Esta es una de las principales mentiras que corren. Debe quedar claro que si utilizamos los préstamos rápidos como se debe, su coste es relativamente contenido. De hecho en otros artículos hemos visto incluso que algunos puedes ser baratos: la primera solicitud de un minicrédito, un anticipo de beca o nómina y la financiación de grandes almacenes son ejemplos de créditos con un precio reducido y cuya concesión es rápida.

Es cierto que algunos préstamos rápidos tienen intereses elevados. Sin embargo, estos deben utilizarse de forma responsable, solicitarlos solo en las situaciones adecuadas y devolverlos cuanto antes para evitar que se genere una deuda elevada.

No están sometidos a ninguna regulación

Todo lo que se sale de las entidades bancarias se toma como que está fuera de la ley. Y no es cierto. Los préstamos rápidos están regulados de distintas formas en función del tipo de entidad que son. Algunos disponen de licencia bancaria y otros están bajo la supervisión de otras leyes. Lo que está claro es que en ningún caso actúan por libre y sin rendir cuentas antes nadie. Los minicréditos, por ejemplo, están regulados por la Ley 22/2007 del 11 de julio.

Además, este tipo de créditos inmediatos formaron AEMIP, la Asociación Española de Micropréstamos, una entidad que vela porque los minipréstamos sean una financiación responsable. Una de las que está dentro de AEMIP es MoneyMan, cuyo primer minicrédito es gratuito y es de total confianza.

Nunca te conceden el crédito, es un engaño

Obviamente, no todos los prestamos rápidos que se solicitan terminan concediéndose. Pero más que algo negativo, eso es algo positivo. El problema es que muchos consideran que este tipo de financiación no exige el cumplimiento de ciertos requisitos y es exactamente al contrario.
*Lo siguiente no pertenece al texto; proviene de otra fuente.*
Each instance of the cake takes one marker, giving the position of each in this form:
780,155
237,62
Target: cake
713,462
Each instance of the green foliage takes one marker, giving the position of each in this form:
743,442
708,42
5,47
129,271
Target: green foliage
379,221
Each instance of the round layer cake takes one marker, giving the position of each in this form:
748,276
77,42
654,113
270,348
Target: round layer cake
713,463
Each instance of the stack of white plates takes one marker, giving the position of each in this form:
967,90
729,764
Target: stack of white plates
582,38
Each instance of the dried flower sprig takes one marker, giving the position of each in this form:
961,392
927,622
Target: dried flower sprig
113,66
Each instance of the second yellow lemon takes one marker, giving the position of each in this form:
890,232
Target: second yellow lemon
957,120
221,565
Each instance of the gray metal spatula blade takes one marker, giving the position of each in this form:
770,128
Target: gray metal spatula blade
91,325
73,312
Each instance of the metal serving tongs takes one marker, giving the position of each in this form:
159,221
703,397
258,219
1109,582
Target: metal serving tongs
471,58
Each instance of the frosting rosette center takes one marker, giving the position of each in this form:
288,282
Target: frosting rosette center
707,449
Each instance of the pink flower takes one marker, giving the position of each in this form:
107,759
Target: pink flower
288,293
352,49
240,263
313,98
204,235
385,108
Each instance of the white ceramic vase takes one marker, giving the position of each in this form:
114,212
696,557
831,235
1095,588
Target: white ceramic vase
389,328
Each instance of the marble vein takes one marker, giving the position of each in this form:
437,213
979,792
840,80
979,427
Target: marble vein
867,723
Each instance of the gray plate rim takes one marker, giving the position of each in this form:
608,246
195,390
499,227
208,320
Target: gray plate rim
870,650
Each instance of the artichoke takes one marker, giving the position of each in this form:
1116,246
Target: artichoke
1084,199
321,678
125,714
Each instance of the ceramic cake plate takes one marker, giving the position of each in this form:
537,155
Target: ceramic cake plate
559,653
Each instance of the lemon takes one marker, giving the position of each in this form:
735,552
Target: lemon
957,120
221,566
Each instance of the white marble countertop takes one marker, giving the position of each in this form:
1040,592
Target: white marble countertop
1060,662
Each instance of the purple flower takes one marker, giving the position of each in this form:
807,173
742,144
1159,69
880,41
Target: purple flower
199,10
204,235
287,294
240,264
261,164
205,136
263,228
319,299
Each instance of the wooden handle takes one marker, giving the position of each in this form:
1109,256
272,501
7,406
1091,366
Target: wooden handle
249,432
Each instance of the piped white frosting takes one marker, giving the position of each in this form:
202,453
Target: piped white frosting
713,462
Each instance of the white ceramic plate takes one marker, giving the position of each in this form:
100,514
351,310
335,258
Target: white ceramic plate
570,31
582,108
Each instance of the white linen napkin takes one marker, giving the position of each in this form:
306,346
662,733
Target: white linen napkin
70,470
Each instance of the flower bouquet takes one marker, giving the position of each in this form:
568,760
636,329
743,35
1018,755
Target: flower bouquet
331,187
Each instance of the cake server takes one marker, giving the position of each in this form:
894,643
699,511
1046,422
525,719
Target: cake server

Puede que sean más flexibles en algunos aspectos, pero cualquier prestamista necesita confirmar que el solicitante tiene ingresos y cierta estabilidad económica, ya que es su forma de garantizar que podrá recuperar el dinero prestado.

Siempre tienen comisiones y gastos ocultos

No, rotundamente. Precisamente y sobre todo en el caso de los minicréditos, el dinero a reembolsar está claro desde un primer momento. De hecho, la transparencia de este tipo de financiación es una de sus virtudes. Además, en cualquier crédito que solicitemos, antes de firmar el contrato tendremos que leer atentamente sus condiciones. Ahí vendrán recogidos todos los gastos que incluye. Si hay alguno que no nos cuadra, tendremos que preguntarlo antes de rubricar el acuerdo.